I've known a few gun fetishists personally, and they are creepily into their guns. Not sexually, but creepily. For the people I've known like that guns aren't a means to an end, they're an end unto themselves. They were also universally male and seemed to have their ideas of manhood tied in with their gun ownership. Again, not in the sense of sexual pleasure, but rather sexual identity. It seemed as if the equation was that they were men, therefore they owned guns and they owned guns therefore they were men.

My opinion is born from my direct experience with such people, and from a sense of incredulity that any sane person could really believe the self evident bullshit they put forth to justify their obsession with guns.

In short: other people are allowed to have reasons to do things which aren't your personal reasons

No, but people aren't allowed to expect me to treat blatant and obvious bullshit as if it were true.
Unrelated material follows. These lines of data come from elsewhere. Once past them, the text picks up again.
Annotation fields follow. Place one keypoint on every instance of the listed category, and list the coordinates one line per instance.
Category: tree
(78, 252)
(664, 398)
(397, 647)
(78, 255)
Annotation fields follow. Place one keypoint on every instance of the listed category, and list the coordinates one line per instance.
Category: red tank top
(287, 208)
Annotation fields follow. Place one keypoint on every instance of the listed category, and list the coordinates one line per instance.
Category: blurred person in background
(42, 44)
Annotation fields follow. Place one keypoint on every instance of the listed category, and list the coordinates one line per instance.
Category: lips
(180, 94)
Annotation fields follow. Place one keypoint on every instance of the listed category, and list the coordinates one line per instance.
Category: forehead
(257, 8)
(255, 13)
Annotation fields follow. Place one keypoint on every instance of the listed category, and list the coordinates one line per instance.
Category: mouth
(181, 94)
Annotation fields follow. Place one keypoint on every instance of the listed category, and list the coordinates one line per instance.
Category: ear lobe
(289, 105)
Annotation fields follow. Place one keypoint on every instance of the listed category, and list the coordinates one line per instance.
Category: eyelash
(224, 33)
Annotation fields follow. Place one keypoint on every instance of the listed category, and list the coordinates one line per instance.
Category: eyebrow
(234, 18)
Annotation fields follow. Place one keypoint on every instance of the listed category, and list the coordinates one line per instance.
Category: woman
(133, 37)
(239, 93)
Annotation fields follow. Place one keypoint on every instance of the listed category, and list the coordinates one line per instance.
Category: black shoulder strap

I'm not that stupid and I'm insulted if they think I'm so dumb that I'll believe such obvious and blatant lies.

If they cared about being armed for the purpose of resisting oppression by their government they'd care about a lot more than guns.

Same as the so-called "pro-life" crowd. If they cared about fetuses they'd be majorly invested in spreading and encouraging birth control. They don't, so I consider their claims of fetal concern to be so much bullshit.

Same for the gun nuts. Their claims of fear of government oppression don't match their actions, therefore (in my opinion) their claim that they need guns to ward off government oppression is just so much bullshit.
posted by sotonohito at 2:43 PM on August 12, 2011


No, but people aren't allowed to expect me to treat blatant and obvious bullshit as if it were true.

Blatant and obvious bullshit like what? Like the idea that the only two available options are for everyone in the world to do what you yourself would choose to do, or to have "actions which don't match their rhetoric"?

Failing to do one specific thing which is (sometimes, by some people, and notably not by the people in question) conflated with Rhetoric X does not necessarily mean that Rhetoric X isn't why people do some of the things they do. It might mean that not every single decision in their lives is solely governed by a fanatical and absolutist belief in Rhetoric X -- imagine that! -- or it might mean that they have a different view of what Rhetoric X demands of them, and are pursuing that standard rather than yours.

These simplistic loyalty-oath dichotomies you've built up are, in a nutshell, so much bullshit.
posted by vorfeed at 5:33 PM on August 12, 2011


@vorfeed There are plenty of reasons to disagree with me.

But when someone says "I take position X because the sun is made of pink puppies!" I know they're lying, or stupid, or both. In any event, I feel absolutely no obligation to pretend to believe them, or their blatantly BS excuse for taking position X.

As for the NRA, it's membership does seem to be genuinely delusional. Recall that Obama did not campaign on an anti-gun platform, that he in fact went out of his way to appear pro-gun, and nevertheless NRA types have created an ammo shortage and a massive uptick in gun sales because of their delusional belief that Obama was going to (somehow, for some reason) take away their guns.

Perhaps they genuinely do believe their own rhetoric about guns preserving freedom. If so that's even more pathetic than my assumption that they're just lying to disguise their gun fetish.

But either way it's time, and past, to admit that they're just plain nuts and move on.